The local government has been serious about protecting the river, and townships around the river are not allowed to develop heavy industry to avoid pollution, the official said.

The official explanation doesn't satisfy the villagers, though, many of whom believe the results of the sample tests were "concocted" by local government officials.

"If the river is not polluted, why do neighboring villages that get water from deep wells have lower rates of cancer?" asked Hou Zhangying, a 73-year-old woman in Dangjie, who has been diagnosed with tuberculosis.

Liang Dawei, an official of the Linzhou publicity department, said that cancer rates in the local villages have been above average since the 1950s.

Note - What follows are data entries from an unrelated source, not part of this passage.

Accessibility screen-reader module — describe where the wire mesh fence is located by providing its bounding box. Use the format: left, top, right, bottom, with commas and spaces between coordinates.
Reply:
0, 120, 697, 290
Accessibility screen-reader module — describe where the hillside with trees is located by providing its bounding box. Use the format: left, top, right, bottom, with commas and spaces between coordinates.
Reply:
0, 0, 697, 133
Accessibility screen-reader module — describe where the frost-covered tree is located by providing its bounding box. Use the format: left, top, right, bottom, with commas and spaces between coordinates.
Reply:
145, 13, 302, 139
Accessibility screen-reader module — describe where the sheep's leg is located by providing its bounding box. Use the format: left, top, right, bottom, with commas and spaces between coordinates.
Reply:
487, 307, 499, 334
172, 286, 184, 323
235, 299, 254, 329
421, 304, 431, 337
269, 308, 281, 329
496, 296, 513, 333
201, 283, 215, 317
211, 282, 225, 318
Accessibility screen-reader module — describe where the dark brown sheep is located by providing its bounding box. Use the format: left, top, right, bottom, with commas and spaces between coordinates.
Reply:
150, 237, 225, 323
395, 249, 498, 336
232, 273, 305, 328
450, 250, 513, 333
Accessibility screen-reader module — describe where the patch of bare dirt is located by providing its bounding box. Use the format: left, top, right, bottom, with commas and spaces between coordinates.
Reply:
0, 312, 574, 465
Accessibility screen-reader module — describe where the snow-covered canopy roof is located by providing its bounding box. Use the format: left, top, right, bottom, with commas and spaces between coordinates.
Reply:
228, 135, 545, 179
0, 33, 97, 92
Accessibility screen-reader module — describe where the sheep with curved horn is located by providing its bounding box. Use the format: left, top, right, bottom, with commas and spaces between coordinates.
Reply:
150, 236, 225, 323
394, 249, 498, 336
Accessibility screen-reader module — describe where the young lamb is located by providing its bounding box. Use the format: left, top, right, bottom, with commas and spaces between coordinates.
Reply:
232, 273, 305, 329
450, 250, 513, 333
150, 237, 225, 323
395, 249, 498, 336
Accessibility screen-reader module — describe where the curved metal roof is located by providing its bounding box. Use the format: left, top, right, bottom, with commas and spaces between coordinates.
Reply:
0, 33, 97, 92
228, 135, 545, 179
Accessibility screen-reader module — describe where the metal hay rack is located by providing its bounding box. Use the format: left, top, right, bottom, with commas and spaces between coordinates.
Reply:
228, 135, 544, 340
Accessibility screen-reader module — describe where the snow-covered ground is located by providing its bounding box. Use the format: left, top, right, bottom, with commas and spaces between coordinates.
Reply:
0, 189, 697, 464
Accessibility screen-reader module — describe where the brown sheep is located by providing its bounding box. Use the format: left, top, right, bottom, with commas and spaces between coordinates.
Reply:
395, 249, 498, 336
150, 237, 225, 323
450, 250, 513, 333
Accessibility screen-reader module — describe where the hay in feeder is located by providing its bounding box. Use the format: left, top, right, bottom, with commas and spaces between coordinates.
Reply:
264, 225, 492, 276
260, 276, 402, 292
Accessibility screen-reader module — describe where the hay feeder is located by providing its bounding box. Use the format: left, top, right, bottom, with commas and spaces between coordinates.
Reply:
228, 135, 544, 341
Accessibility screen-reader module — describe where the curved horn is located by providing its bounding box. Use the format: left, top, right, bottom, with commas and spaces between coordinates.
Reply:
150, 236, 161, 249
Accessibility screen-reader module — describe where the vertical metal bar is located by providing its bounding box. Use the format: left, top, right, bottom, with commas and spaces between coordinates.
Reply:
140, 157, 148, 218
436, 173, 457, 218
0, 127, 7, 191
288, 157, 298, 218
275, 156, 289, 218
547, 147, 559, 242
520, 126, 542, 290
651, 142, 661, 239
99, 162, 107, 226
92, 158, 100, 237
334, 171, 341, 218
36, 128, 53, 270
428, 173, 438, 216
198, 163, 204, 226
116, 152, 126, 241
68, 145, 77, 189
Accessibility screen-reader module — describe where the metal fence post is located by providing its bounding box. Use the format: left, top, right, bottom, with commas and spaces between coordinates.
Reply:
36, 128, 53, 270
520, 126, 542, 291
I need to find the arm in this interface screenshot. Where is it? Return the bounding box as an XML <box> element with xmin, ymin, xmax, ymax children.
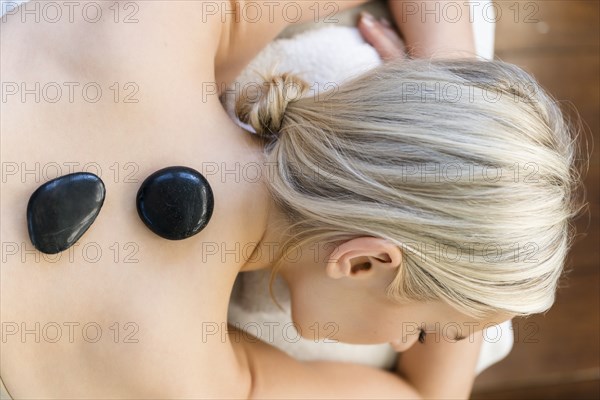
<box><xmin>389</xmin><ymin>0</ymin><xmax>475</xmax><ymax>58</ymax></box>
<box><xmin>396</xmin><ymin>331</ymin><xmax>483</xmax><ymax>399</ymax></box>
<box><xmin>230</xmin><ymin>327</ymin><xmax>421</xmax><ymax>399</ymax></box>
<box><xmin>358</xmin><ymin>0</ymin><xmax>476</xmax><ymax>61</ymax></box>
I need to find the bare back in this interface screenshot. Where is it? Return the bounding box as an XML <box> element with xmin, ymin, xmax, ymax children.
<box><xmin>0</xmin><ymin>1</ymin><xmax>267</xmax><ymax>398</ymax></box>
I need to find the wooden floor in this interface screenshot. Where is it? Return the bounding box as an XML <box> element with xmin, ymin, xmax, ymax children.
<box><xmin>472</xmin><ymin>0</ymin><xmax>600</xmax><ymax>399</ymax></box>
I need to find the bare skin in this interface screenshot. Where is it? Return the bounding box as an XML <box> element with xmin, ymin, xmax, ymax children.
<box><xmin>0</xmin><ymin>1</ymin><xmax>499</xmax><ymax>398</ymax></box>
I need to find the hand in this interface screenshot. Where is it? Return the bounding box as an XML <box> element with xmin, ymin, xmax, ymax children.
<box><xmin>358</xmin><ymin>12</ymin><xmax>406</xmax><ymax>61</ymax></box>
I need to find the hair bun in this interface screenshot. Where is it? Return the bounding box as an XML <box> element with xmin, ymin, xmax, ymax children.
<box><xmin>235</xmin><ymin>73</ymin><xmax>309</xmax><ymax>138</ymax></box>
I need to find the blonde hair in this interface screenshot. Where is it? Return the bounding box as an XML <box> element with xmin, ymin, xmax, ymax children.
<box><xmin>236</xmin><ymin>60</ymin><xmax>582</xmax><ymax>317</ymax></box>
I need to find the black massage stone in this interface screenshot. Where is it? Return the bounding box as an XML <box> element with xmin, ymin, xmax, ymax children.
<box><xmin>136</xmin><ymin>167</ymin><xmax>214</xmax><ymax>240</ymax></box>
<box><xmin>27</xmin><ymin>172</ymin><xmax>106</xmax><ymax>254</ymax></box>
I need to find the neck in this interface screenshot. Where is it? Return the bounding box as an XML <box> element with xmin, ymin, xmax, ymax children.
<box><xmin>240</xmin><ymin>138</ymin><xmax>289</xmax><ymax>272</ymax></box>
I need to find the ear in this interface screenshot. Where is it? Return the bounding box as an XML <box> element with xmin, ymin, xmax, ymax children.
<box><xmin>325</xmin><ymin>236</ymin><xmax>402</xmax><ymax>279</ymax></box>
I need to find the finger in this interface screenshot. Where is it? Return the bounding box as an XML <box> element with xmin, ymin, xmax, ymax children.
<box><xmin>358</xmin><ymin>13</ymin><xmax>404</xmax><ymax>61</ymax></box>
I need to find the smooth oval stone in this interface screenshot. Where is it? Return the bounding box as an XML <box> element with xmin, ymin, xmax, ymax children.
<box><xmin>27</xmin><ymin>172</ymin><xmax>106</xmax><ymax>254</ymax></box>
<box><xmin>136</xmin><ymin>166</ymin><xmax>214</xmax><ymax>240</ymax></box>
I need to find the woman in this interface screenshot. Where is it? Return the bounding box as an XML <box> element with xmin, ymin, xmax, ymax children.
<box><xmin>0</xmin><ymin>2</ymin><xmax>575</xmax><ymax>398</ymax></box>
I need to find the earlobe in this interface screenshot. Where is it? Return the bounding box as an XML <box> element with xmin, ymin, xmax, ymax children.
<box><xmin>325</xmin><ymin>236</ymin><xmax>402</xmax><ymax>279</ymax></box>
<box><xmin>325</xmin><ymin>253</ymin><xmax>352</xmax><ymax>279</ymax></box>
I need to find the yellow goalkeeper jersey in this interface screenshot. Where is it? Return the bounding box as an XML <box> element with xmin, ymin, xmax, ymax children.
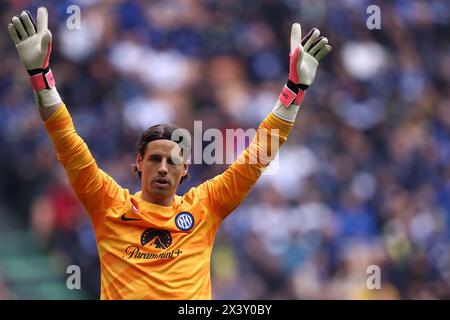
<box><xmin>45</xmin><ymin>104</ymin><xmax>292</xmax><ymax>299</ymax></box>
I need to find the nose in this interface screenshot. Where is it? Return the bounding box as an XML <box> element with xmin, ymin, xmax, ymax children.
<box><xmin>158</xmin><ymin>158</ymin><xmax>168</xmax><ymax>176</ymax></box>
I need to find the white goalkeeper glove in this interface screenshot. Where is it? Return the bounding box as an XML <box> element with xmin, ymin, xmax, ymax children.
<box><xmin>272</xmin><ymin>23</ymin><xmax>331</xmax><ymax>122</ymax></box>
<box><xmin>8</xmin><ymin>7</ymin><xmax>61</xmax><ymax>107</ymax></box>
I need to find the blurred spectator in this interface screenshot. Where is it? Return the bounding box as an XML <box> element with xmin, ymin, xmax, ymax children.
<box><xmin>0</xmin><ymin>0</ymin><xmax>450</xmax><ymax>299</ymax></box>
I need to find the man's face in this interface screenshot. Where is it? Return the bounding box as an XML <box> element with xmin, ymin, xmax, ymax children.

To deal with the high cancer rate, the local government drilled many wells in the villages in the 1970s, which brought down the cancer rate from 180.89 cases per 100,000 people in 1970 to 82.8 cases in 2003, according to statistics from the Anyang disease prevention and control center.

The local government tried to drill two wells in Dangjie in 1987 and 1989, but hardly any water appeared, even at a depth of nearly 300 meters, according to a statement posted on the government's website on April 12.

The dry wells cost 128,400 yuan, exhausting the government's funds for this purpose and forcing a halt to the effort, said the statement.

Wang Baojiang, head of Dangjie village, told China Daily that the government planned to provide the village with 500,000 yuan to drill a new well, following the report in the China Economic Weekly.

"Geological conditions in the village are quite complex and it is difficult to find an accurate spot to drill well," said the village official. "The construction team has selected four candidate sites for the well."